Betting on growth and these stocks is key
Oct 19, 2021Good morning!
The markets have been trying to answer a very simple question in recent weeks … whether to bet on inflation or growth? I am with growth every time because that’s how you beat inflation. Big tech, particularly.
Here’s my playbook.
1 – If you can’t beat ‘em, you don’t have to join ‘em
In another move related to Dislocation - one of the key “5 D’s” we follow in One Bar Ahead™ - American Express will let employees work from wherever the heck they want for one month a year. The new hybrid work model we’ve been talking about from the beginning of Covid is very, very real.
I’m in … or out and about as the case may be.
2 – Vaccine cocktails can boost protection
The biggies could have a nice pop here as reports mount that the FDA is set to approve so-called “mix and match” Covid vaccine boosters this week. No word on who makes the best “cocktail” yet though.
My choice remains Pfizer (PFE) but Moderna (MNRA) and BioNTech (BNTX) are waking up pre-market as I type.
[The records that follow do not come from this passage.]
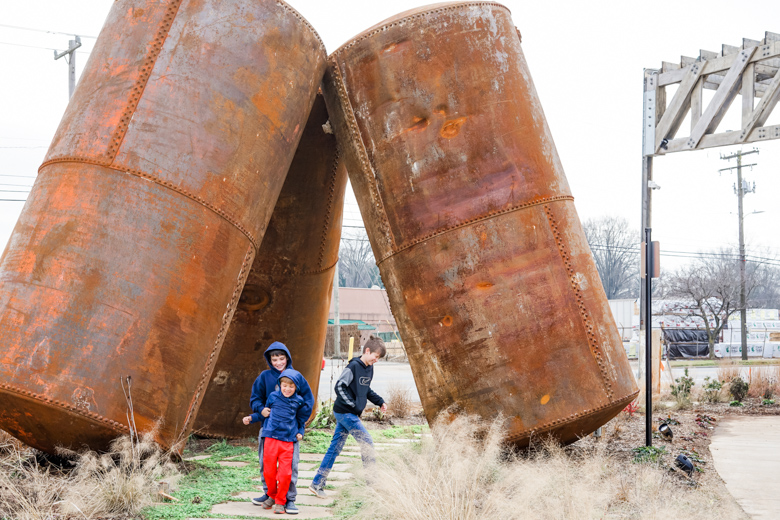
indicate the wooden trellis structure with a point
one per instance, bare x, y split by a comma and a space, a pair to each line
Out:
749, 70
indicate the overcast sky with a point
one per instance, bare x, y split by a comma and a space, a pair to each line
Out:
586, 59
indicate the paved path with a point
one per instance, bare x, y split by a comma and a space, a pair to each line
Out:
746, 453
309, 505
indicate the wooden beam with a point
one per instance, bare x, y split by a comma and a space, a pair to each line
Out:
770, 50
748, 92
723, 98
672, 119
766, 133
759, 116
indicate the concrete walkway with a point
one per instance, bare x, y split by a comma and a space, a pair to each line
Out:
310, 506
746, 453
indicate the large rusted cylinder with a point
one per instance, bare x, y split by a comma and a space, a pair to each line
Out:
134, 244
473, 225
287, 295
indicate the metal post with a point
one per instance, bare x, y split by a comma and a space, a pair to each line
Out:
336, 320
648, 285
72, 46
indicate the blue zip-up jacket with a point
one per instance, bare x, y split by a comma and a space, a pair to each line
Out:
288, 414
352, 388
268, 381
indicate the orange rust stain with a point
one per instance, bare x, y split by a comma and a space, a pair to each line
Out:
452, 127
418, 124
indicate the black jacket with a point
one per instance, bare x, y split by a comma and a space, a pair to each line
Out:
352, 388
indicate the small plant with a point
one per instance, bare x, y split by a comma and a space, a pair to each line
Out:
712, 390
324, 417
682, 390
631, 409
738, 388
650, 454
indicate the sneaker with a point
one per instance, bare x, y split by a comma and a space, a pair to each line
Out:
318, 492
259, 501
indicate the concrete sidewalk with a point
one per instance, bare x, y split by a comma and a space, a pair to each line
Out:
746, 453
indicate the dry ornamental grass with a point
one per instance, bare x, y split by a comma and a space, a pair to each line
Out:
457, 474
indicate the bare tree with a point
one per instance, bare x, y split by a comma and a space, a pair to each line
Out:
616, 252
709, 289
357, 267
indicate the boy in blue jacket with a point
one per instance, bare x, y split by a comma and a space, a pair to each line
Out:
278, 358
285, 420
352, 392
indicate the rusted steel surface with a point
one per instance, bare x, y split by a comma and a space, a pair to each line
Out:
287, 295
136, 240
473, 225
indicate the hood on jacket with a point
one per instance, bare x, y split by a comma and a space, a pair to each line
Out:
296, 377
277, 345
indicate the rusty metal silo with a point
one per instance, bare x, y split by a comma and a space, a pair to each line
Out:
287, 295
473, 225
135, 242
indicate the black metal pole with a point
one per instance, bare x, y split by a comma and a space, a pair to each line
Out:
648, 339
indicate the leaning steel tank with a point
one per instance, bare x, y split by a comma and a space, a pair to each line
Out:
287, 294
130, 255
473, 225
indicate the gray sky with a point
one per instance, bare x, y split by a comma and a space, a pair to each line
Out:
587, 61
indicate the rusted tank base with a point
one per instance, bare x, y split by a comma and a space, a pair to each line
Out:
571, 429
27, 415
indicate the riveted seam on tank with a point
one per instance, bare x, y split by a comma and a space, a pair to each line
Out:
166, 184
406, 19
145, 73
466, 223
357, 142
586, 320
290, 9
68, 408
226, 319
571, 418
328, 221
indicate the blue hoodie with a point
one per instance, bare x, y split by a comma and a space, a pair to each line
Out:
288, 414
268, 382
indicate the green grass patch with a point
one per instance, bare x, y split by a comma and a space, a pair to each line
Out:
199, 491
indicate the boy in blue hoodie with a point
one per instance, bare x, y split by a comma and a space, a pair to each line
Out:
278, 358
285, 420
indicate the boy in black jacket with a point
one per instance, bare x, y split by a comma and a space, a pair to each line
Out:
352, 391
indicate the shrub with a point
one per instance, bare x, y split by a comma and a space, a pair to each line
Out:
682, 390
738, 389
712, 390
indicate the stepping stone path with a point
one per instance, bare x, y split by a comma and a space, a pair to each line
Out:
309, 505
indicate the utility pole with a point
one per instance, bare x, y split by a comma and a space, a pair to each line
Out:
71, 60
741, 188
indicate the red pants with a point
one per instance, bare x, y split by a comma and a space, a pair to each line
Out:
277, 451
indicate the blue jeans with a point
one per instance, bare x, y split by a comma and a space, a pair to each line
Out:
346, 424
292, 493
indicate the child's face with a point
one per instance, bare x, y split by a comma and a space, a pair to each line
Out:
288, 389
279, 361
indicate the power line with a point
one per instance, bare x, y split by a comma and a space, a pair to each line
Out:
44, 31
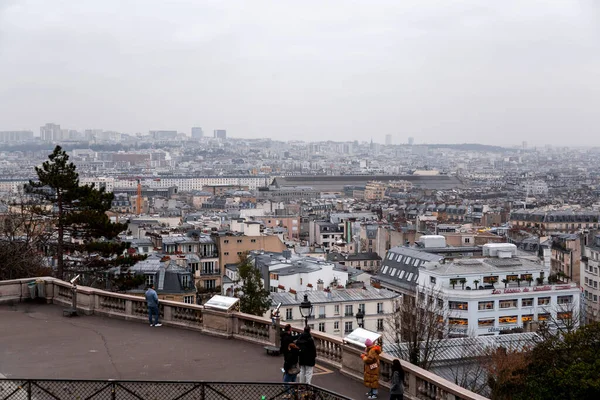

3 – Robinhood could be sent back to the forest empty-handed
Surprise, surprise. The SEC now says there could be a problem with brokers who have gamified investing to encourage more trading which, of course, earns ‘em money. We’ve talked about this extensively, so I won’t repeat all that today; suffice it to say this is a welcome development but one that stops short of real actionable consequences for the moment.
I’d love to short $HOOD but that’s too risky IMHO because Wall Street will fight back if the SEC takes things to the next level.
4 – Full of bull?
JPMorgan is out with a report saying that Apple’s results will beat expectations but that guidance will disappoint when it posts results on the 28th. Seems a little too convenient to me … my guess is that the report coming out now isn’t a coincidence but rather an attempt to scare the weak money into selling so … drum roll please … JPM’s traders and clients can buy.
Like it or not, this is how the game is really played at the highest levels.
5 – You’re still better buying bitcoin than a futures fund IMHO
The Bitcoin-linked ETF $BITO debuts today and many investors are wondering if they should buy it. The thinking is that it’ll give individual investors crypto exposure without having to deal with pesky digital wallets or energy-intensive mining machines that could otherwise power a nuclear reactor.
Most investors are probably better off buying bitcoin directly for three reasons: 1) futures can be expensive because of the costs associated with management and “rolling”; 2) futures come with contango and backwardation, two concepts that are brain benders even for the pros; and 3) nobody knows how and why bitcoin actually moves save possibly Elon Musk Tweets, the Winklevoss Twins and George Soros.
ICYMI OBAers:
Real-time trade ideas via text, not hypotheticals based on some cockamamie secret strategy cooked up in the middle of a medieval dungeon after the fact. It’s the educational resource you’ve been asking for and it’s finally available exclusively to the One Bar Ahead™ Family. Click on the link in yesterday’s update to sign up if you’re interested!
Bottom Line
My grandfather had a sign on his office wall near the door, positioned in such a way that everybody leaving his desk would see it:
There are 3 kinds of people in the world
- Those who make things happen
- Those who watch things happen
- Those who wonder WT_ just happened
Which one are you today?
Which one will you be tomorrow?
Today that very same sign hangs in my office and is still every bit as motivating.
Now, as always, let’s MAKE it a great day!